XmlDSigXPathTransform.reg (32 ビット システムでは 32 ビット プロセス、64 ビット システムでは 64 ビット プロセス)
XmlDSigXPathTransform.Wow6432.reg (64 ビット システム上の 32 ビット プロセス)
署名ブロックに次のテキストが含まれている場合は、提供されたレジストリ エントリを適用することを検討してください。
署名ブロックの例
<ドキュメント>
…
<Signature xmlns="http://www.w3.org/2000/09/xmldsig#">
<SignedInfo>
<CanonicalizationMethod Algorithm="http://www.w3.org/TR/2001/REC-xml-c14n-20010315" />
<SignatureMethod Algorithm="http://www.w3.org/2000/09/xmldsig#rsa-sha1" />
<参照 URI="...">
<変換>
<Transform Algorithm="http://www.w3.org/TR/1999/REC-xslt-19991116" /></Transforms><DigestMethod algorithm="http://www.w3.org/2000/09/xmldsig#sha1" /><DigestValue>...</DigestValue></Reference></SignedInfo><SignatureValue>...</SignatureValue></Signature>...
</document>
レジストリ エントリ
HKEY_LOCAL_MACHINE\SOFTWARE\Microsoft\.NETFramework\Security\SafeTransformMethods@XmlDsigXsltTransform=http://www.w3.org/TR/1999/REC-xslt-19991116
.Reg ファイルをダウンロード可能
この問題を解決するには、適切なリンクをクリックし、ダウンロードしたファイルをダブルクリックしてレジストリを変更します。

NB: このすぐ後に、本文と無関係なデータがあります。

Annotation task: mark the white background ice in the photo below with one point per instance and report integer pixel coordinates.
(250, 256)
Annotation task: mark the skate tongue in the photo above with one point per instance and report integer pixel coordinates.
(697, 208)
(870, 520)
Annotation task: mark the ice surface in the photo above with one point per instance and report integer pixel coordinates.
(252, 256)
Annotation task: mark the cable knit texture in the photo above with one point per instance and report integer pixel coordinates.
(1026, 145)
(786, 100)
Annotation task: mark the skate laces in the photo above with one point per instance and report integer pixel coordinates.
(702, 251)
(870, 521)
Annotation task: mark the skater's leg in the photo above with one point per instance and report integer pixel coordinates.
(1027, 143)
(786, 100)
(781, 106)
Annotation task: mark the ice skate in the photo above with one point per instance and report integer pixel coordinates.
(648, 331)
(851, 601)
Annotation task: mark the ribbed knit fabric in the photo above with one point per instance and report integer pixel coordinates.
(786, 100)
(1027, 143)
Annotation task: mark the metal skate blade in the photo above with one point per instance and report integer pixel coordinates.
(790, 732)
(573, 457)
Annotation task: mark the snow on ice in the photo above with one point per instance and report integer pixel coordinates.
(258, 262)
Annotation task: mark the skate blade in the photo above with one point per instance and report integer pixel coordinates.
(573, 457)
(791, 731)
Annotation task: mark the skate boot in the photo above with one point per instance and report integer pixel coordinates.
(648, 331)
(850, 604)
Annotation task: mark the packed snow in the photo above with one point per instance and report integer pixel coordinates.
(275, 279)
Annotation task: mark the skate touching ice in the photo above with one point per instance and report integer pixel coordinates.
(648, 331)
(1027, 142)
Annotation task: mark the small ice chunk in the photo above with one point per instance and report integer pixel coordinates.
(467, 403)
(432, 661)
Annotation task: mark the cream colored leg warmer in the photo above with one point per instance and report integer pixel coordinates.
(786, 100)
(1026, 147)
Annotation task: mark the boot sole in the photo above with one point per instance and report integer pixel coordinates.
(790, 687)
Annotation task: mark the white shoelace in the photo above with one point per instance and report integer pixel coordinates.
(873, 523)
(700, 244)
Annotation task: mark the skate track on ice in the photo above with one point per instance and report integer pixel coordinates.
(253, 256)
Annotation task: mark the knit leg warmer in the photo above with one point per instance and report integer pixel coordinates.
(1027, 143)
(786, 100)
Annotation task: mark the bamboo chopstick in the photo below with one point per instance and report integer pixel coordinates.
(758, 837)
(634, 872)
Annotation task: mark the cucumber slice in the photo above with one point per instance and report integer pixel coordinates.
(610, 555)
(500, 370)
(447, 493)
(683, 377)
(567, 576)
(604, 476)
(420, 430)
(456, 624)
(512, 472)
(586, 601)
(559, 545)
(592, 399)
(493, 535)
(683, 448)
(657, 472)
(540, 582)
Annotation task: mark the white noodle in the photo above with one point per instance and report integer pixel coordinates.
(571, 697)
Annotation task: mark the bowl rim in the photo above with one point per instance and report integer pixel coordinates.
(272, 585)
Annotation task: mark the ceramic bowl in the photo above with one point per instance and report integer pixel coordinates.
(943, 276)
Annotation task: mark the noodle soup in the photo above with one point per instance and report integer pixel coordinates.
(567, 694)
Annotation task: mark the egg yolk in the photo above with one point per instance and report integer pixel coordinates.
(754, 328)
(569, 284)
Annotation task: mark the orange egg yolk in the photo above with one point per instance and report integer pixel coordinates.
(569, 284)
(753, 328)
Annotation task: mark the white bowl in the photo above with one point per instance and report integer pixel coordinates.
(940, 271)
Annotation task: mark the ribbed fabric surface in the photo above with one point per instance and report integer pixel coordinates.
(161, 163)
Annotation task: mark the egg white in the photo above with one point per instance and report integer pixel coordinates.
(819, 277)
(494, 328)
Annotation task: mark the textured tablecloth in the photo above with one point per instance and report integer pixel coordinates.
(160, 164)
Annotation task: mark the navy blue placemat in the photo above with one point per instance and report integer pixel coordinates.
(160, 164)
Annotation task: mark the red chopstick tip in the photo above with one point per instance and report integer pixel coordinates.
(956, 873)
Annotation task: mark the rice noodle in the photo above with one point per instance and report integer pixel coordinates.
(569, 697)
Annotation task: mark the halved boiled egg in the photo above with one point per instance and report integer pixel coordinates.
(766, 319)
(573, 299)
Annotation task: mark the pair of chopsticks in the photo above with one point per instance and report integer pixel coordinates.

XmlDSigXsltTransform.reg (32 ビット システムでは 32 ビット プロセス、64 ビット システムでは 64 ビット プロセス)
XmlDSigXsltTransform.Wow6432.reg (64 ビット システム上の 32 ビット プロセス)
注: 既定では、.NET Frameworkによって提供され、署名されたドキュメントからの入力を受け入れないXML署名変換のみが有効になります。 入力受け入れ変換またはカスタム変換を有効にするには、その変換に登録された URI が、このレジストリ キー内のREG_SZ型の値のデータとして指定されている必要があります。 値の名前は処理されず、コンピューター管理者が選択した任意の名前にすることができます。
警告: XPath 変換と XSLT 変換により、ドキュメント送信側は計算コストの高いドキュメントを作成できます。 これにより、サービス拒否の状況が発生する可能性があります。